Orange Glazed Orange Pound Cake
Source of Recipe
Unknown
Orange Glazed Orange Pound Cake
4 cups sifted all-purpose flour
2-1/2 teaspoons baking powder
1/2 teaspoon salt
1-1/3 cups unsalted butter
2-1/2 cups sugar
5 large eggs
1-1/3 cups whole milk
Finely grated rind of 2 bright-skinned oranges
Glaze:
1/2 cup fresh orange juice
2 tablespoons Cointreau or other orange-flavored liqueur
3/4 cup sugar
Preheat oven to 350° F. Butter and flour two 6x4-inch deep tube cake pans (mini) or 1 large 10-inch angelfood tube pan.
Sift together dry ingredients. In a large bowl, use electric mixer to cream butter and sugar until light. Add eggs one at a time and beat mixture until fluffy. Add sifted dry ingredients alternately with milk, beating at low speed.

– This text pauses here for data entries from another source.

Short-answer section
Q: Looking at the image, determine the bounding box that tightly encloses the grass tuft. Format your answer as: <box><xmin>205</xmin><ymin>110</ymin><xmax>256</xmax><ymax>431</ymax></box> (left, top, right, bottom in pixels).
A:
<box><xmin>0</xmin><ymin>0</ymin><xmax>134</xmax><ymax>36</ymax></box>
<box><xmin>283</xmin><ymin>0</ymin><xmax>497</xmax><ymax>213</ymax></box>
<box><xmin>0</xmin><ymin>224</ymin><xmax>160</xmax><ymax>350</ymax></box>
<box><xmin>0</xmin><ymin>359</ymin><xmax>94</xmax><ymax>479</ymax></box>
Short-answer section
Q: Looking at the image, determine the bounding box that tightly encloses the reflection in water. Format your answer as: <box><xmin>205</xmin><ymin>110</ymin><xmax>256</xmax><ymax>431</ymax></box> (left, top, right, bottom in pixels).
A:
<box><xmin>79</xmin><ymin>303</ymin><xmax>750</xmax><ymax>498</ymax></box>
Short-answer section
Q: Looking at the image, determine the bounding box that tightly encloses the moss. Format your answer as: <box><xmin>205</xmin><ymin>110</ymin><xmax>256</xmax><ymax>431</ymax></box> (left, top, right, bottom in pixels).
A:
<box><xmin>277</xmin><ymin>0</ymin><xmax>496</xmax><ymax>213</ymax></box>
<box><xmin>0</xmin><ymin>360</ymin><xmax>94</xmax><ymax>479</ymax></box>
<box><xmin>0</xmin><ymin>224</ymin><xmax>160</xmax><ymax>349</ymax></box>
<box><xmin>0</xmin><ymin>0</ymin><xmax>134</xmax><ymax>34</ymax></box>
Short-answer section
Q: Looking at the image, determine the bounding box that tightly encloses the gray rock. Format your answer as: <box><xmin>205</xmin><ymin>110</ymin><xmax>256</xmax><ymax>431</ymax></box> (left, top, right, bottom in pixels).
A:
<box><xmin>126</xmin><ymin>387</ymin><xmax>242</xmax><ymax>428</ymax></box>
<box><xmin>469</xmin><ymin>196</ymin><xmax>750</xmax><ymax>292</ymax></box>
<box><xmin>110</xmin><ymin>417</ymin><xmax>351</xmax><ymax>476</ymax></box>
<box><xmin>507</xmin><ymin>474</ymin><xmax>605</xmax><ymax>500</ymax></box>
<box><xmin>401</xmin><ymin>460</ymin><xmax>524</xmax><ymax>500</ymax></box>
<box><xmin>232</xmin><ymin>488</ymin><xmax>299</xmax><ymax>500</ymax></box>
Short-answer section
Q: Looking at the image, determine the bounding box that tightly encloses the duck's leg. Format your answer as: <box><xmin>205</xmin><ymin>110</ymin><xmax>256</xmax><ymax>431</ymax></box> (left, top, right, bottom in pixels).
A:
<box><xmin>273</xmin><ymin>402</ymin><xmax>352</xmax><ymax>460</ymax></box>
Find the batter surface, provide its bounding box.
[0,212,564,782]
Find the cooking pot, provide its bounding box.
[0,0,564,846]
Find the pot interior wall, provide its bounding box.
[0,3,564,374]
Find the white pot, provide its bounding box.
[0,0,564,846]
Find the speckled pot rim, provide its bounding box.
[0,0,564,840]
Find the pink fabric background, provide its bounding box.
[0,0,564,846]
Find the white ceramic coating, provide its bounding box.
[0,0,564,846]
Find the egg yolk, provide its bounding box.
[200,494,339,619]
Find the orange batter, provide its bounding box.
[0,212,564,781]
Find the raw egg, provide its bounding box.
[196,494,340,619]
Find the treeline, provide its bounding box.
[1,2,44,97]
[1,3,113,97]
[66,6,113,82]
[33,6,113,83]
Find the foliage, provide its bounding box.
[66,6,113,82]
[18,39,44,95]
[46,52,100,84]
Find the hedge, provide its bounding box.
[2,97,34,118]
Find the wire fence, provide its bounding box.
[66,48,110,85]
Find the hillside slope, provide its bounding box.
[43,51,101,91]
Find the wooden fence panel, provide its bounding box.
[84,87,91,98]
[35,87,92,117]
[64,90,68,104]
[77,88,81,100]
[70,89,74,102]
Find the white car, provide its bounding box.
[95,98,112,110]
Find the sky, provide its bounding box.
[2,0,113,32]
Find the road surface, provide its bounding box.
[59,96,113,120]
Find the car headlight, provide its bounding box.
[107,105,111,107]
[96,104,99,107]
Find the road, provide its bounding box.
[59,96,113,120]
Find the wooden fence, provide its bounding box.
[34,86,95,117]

Stir in orange rind. Turn batter into prepared pans and bake approximately 1 to 1-1/4 hours, or until cake tester inserted into cake comes out clean. Cool cake slightly in pan, then invert on to a rack to cool more.
Prepare glaze to brush onto cakes; In a small saucepan, heat orange juice, Cointreau and sugar, stirring until sugar dissolves. Brush glaze over the tops and sides of the still-warm cakes, using as much of it as possible.
This cake is best when served a day after making.